Even as you endure a bumpy start, there's no denying this game's sense of charm. Visually, for example, Escapists 2 is a stunner. Everything from characters to environments is detailed with meticulous care, each pixel playing its own role in a beautiful mosaic of the hellscape you're trapped in. The soundtrack, while not as outstanding, is quite varied and manages to capture an introspective zeitgeist that nicely complements your daily activities. And as you follow the yellow arrow to wherever the prison wants you to be (you'll get in trouble if you don't), you'll get an odd sense of satisfaction from daily life. The way the sprites move, the way sounds pop, the silly things barked out by the inmates and guards, these things just work together to make your life sentence a pleasing one.

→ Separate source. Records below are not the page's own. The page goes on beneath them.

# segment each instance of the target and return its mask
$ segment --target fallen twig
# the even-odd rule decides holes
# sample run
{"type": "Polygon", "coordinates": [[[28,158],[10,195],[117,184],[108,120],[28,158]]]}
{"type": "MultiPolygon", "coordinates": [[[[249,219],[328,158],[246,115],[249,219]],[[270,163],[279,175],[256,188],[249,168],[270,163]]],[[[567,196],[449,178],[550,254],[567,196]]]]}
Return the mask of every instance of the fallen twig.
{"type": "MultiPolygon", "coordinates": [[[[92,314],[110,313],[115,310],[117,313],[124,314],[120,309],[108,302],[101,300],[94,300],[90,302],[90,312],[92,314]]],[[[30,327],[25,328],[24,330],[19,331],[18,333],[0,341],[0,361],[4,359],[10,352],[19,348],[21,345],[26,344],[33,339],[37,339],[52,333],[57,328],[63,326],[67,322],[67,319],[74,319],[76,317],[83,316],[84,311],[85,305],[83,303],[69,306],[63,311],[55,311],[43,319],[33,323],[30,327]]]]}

But you're still supposed to escape! Factoring in how time fast-forwards when you sleep, each day is roughly 16 minutes long. Mandatory obligations take up a small portion, leaving the rest for you to earn money by working and doing favors, and to gather materials by purchasing and stealing as needed. It's through this routine that you'll discover how deceptively smart the system can be. I remember looting a knocked-out guard, and then later that evening I was greeted in my cell by a lovely snarling German Shepherd. The speech bubbles I mentioned aren't just for laughs, either. Disgruntled complaints and casual remarks sometimes reveal weaknesses in the facility's structure or protocol. Deep, intelligent mechanics abound in The Escapists 2. Meanwhile, the locations on offer - from a standard prison to a speeding train to a space colony - all feature different procedures, crafting options, and escape routes. As satisfying as it is to make your grand breakout, The Escapists 2's greatest asset is its longevity.
At the tradeoff of feeling like a third wheel, there's much to be learned the easy way by going online and learning from the pros. Thanks to the success of its 2015 predecessor, The Escapists 2 enjoys a thriving multiplayer community. It's nice to see the inmates around you conveyed by real people, but don't go here to soak up the atmosphere. Even on maps that don't impose a time limit, everyone scrambles to be the first one out. Dawdle too much, and the host will likely move on while you're still a jailbird. As of writing, the servers can be pretty dodgy, too; even with fast connections, other players will often stutter around as the system struggles to keep up. Still, this is a minor tradeoff for the new experience of dynamically cooperating and competing with your fellow inmates.
I never sat down with The Escapists 2 without smiling. Even during its rough first hours, its personality and a keen sense of humor kept me going. And as you discover its layers of challenge, intrigue, and variety, you'll be hooked. By turning the routine into a steady and engaging flow of progress, and by spicing things up with historical and fantastical locations, The Escapists 2 gets tremendous mileage out of its premise. Then you have the online, which is mildly problematic yet brimming with life and new ways to experience the game. You may be serving time in jail, but The Escapists 2 will ensure that you won't feel guilty about it. Now excuse me, I think I've earned some kind of punishment for that awful wordplay.